In the instant case, U.S. SECURITY has established non-receipt of the disclosure and acknowledgment form prior to Plaintiff filing suit. In fact, it was not until nearly one year after suit was filed that Plaintiff forwarded to U.S. SECURITY anything purporting to be a disclosure and acknowledgment form. Thus, U.S. SECURITY was never provided with written notice of a covered loss prior to the filing of suit.
It should further be noted that Section 627.736(5)(e)(7) specifies:
The Financial Services Commission shall adopt, by rule, a standard disclosure and acknowledgment form that shall be used to fulfill the requirements of this paragraph, effective 90 days after such form is adopted and becomes fnal. The commission shall adopt a proposed rule by October 1, 2003. Until the rule is final, the provider may use a form of its own which otherwise complies with the requirements of this paragraph. Section 627.736(5)(e)(7) Fla.Stat. (2003).
The disclosure and acknowledgment form that Plaintiff’s Counsel may or may not have provided to U.S. SECURITY in May, 2004 purported to have been executed in October, 2003 on a Department of Insurance form; however, that form was date stamped on the bottom as available for distribution by the Department of Insurance two months after the form was purported to be executed.

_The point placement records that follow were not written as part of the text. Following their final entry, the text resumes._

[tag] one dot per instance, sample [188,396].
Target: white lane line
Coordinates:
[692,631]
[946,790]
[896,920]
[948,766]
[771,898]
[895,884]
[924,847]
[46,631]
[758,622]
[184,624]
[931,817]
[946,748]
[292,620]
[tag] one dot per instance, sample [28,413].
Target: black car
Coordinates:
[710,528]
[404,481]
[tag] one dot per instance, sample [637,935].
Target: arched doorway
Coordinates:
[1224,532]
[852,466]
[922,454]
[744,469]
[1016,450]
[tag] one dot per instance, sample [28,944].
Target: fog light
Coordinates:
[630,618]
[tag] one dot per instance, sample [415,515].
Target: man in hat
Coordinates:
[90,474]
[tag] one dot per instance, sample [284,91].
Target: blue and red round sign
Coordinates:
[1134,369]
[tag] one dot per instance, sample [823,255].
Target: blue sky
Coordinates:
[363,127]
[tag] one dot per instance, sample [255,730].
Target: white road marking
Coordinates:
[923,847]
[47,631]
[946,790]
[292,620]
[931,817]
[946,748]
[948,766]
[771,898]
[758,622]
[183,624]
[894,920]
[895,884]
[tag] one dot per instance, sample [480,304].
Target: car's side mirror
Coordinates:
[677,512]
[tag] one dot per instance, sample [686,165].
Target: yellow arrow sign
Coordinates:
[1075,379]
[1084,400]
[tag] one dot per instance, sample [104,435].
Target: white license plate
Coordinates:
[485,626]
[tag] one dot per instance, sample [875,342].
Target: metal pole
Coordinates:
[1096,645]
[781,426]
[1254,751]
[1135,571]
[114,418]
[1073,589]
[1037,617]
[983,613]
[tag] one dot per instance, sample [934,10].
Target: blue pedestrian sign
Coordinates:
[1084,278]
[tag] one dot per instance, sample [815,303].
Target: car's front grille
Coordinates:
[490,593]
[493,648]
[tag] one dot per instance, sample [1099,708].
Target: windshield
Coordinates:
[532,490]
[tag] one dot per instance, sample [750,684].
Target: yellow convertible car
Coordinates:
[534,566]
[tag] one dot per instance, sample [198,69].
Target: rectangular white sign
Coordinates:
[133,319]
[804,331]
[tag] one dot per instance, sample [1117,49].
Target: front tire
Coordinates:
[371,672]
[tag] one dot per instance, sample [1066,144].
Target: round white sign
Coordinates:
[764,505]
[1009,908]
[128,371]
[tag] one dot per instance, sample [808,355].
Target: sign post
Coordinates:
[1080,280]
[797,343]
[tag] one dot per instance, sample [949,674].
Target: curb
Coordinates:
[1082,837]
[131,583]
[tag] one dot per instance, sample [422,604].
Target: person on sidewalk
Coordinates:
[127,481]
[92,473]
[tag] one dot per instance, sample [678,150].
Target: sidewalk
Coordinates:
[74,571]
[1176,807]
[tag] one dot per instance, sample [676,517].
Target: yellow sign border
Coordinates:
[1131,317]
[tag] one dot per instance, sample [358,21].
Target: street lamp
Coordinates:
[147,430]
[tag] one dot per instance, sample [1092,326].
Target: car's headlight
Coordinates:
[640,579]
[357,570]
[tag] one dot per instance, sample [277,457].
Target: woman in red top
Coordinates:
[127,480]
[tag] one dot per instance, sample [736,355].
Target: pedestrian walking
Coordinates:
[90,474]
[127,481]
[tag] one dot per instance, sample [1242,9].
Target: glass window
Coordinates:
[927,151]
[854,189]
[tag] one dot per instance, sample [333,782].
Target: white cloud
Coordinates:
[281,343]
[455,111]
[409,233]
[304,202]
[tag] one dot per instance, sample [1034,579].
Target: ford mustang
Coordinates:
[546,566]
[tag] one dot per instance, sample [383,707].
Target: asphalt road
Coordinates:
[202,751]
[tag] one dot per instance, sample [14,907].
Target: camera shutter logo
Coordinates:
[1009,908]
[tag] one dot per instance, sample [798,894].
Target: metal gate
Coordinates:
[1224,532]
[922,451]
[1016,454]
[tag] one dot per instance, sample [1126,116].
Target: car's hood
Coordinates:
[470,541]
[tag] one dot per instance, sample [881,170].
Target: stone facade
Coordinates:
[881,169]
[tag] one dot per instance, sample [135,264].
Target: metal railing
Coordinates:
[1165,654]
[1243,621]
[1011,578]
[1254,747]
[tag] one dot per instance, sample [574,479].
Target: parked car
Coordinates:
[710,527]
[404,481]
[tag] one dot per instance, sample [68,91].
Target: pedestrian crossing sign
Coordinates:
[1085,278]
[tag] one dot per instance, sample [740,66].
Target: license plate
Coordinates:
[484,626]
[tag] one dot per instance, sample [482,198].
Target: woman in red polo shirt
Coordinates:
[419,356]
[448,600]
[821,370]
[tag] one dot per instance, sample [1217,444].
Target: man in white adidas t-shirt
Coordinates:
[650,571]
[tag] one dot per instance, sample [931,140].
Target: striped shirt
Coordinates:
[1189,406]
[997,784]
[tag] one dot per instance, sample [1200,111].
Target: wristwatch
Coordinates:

Thus, it is inconceivable that the form was signed on the date upon which it purported to be signed. This is the very fraud that the Legislature intended to prevent enacting the 2003 amendments to the PIP statute. Dismissal is an available remedy for knowingly submitting forged or altered documents with the intent to deceive the court. Bob Montgomery Real Estate v. Djokic, 858 So.2d 371, 372 (Fla. 4th DCA 2003).
Defendant’s Motion for Summary Judgment as to whether there was proper pre-suit notice in accord with Florida Statutes is hereby GRANTED.
The Defendant shall go henceforth without stay.